Can you imagine the stares? Could there not have been a more awkward moment? No one would expect this sort of thing when you have been invited as a guest to dinner. In Luke 7, Jesus went to Simon's house for a meal. As he reclined on his elbow and enjoyed the food, he felt something behind him at his feet. He looked back and saw her. A woman had come into the house and was kneeling at his feet. How did she get in here? I can imagine a hush came over the room as this woman knelt at Jesus' feet. There were probably looks of disapproval. Jesus said nothing, so neither did anyone else. She anointed his feet and the aroma filled the room. The sounds of her sobs pierced the silence as her tears fell on Jesus' feet. With nothing else to wipe them off, all she could do was use her hair to dry his feet. Did she not have any self-respect? How dare she intrude into the home of decent people during a meal to honor a prophet like Jesus! The more this went on, the more awkward this became. There were those in the room who knew who this woman was. She was not a respectable woman by any means. She was likely the town tramp. Simon, the host, was probably embarrassed and disgusted. I am sure he wondered about Jesus' reaction. I can imagine the look on his face as he muttered, "If this man were really a prophet, he would know what kind of woman he is allowing to touch him.

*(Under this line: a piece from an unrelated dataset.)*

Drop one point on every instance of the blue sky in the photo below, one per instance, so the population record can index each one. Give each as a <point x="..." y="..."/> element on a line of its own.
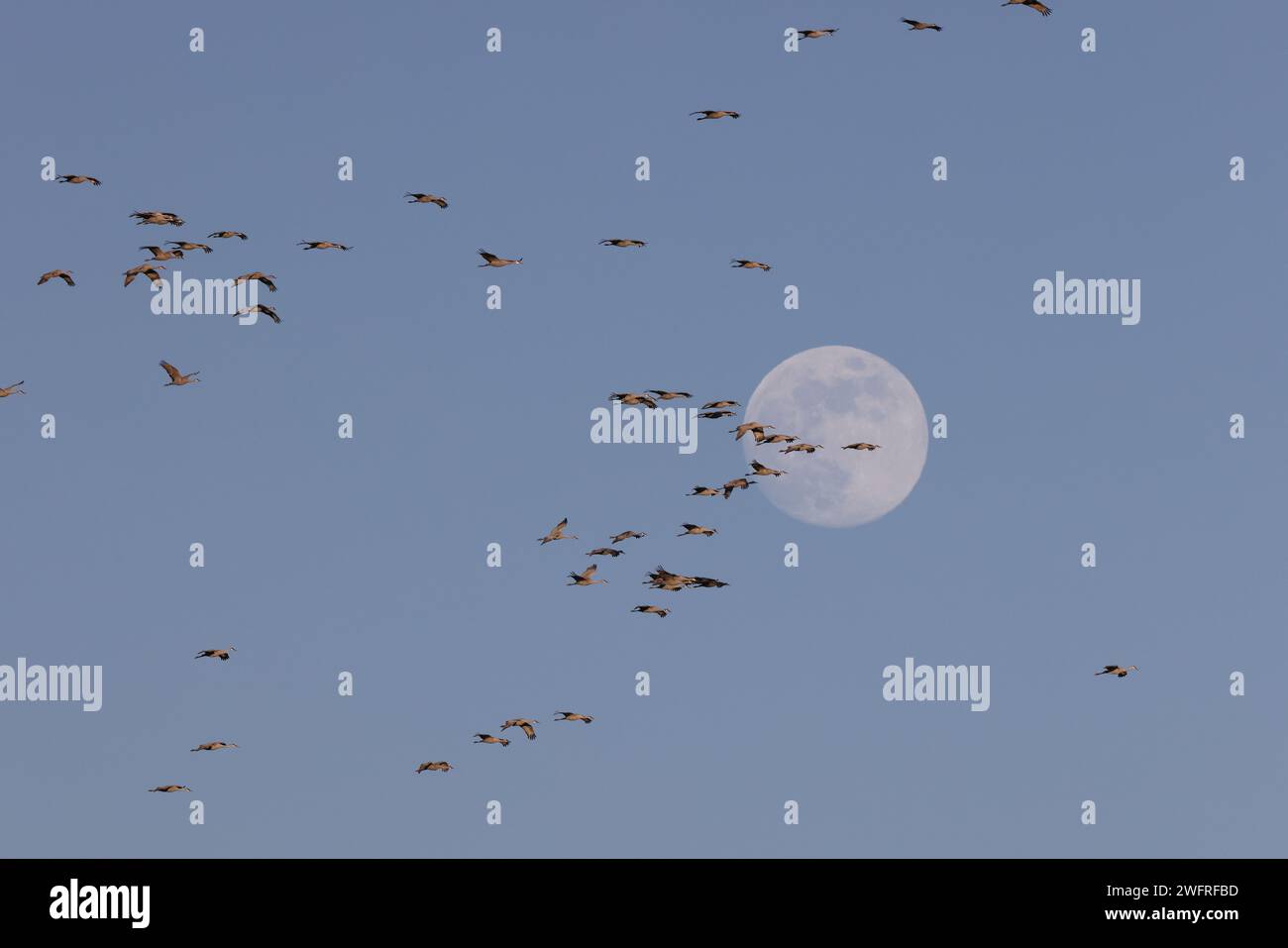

She is a.. sinner." I can imagine Simon was wondering what Jesus would do next about this poor excuse of a human being.
Jesus finally spoke up. "Simon, I have something to say to you." I wonder if Simon thought, "Finally! I was wondering how long he was going to allow this embarrassing situation to continue. Simon replied, "Say it teacher." Jesus then tells a story. “A certain moneylender had two debtors. One owed five hundred denarii, and the other fifty. When they could not pay, he cancelled the debt of both. Now which of them will love him more?” Simon correctly answered that it was the one who had the larger debt. Then Jesus does something unexpected. He contrasts the woman at his feet with Simon at the head of the table, but not in the way he expected. Simon did not offer water for Jesus' feet, nor give him the customary kiss on the cheek, nor did he anoint him with fragrant oil. All of this would have been the customary way to honor a guest. In contrast, the woman wet his feet with her tears, did not stop kissing his feet, and she anointed his feet with ointment. What a stark contrast! She showed more honor to Jesus at his feet than Simon did at his head. She came into the house seeking Jesus in complete humiliation and emptiness. Jesus acknowledged that she had many sins, but then he forgave all her sins. The last thing he said to her was, "Your faith has saved you; go in peace."
Everyone in that room was in need of forgiveness. It is likely that Simon did not recognize his need. However, this woman had no defense. She knew her condition and she knew she needed to get to Jesus. She intruded into the dining room because she had to get to Jesus. There was no pride, no hiding behind a veneer of respectability, only the overpowering need to get to Jesus.
I am struck by Jesus' actions. He took an extremely awkward and humiliating situation for the woman and turned it completely around. He did not shame her the way Simon did. Instead, he took away her shame. The woman left that day in peace, not humiliation. Jesus' words shamed Simon. She treated Jesus better than Simon did. She humbled herself before Jesus, and he lifted her up. This was a kind and beautiful thing Jesus did. One of the things to reflect on is this: How can I be like Jesus in similar situations?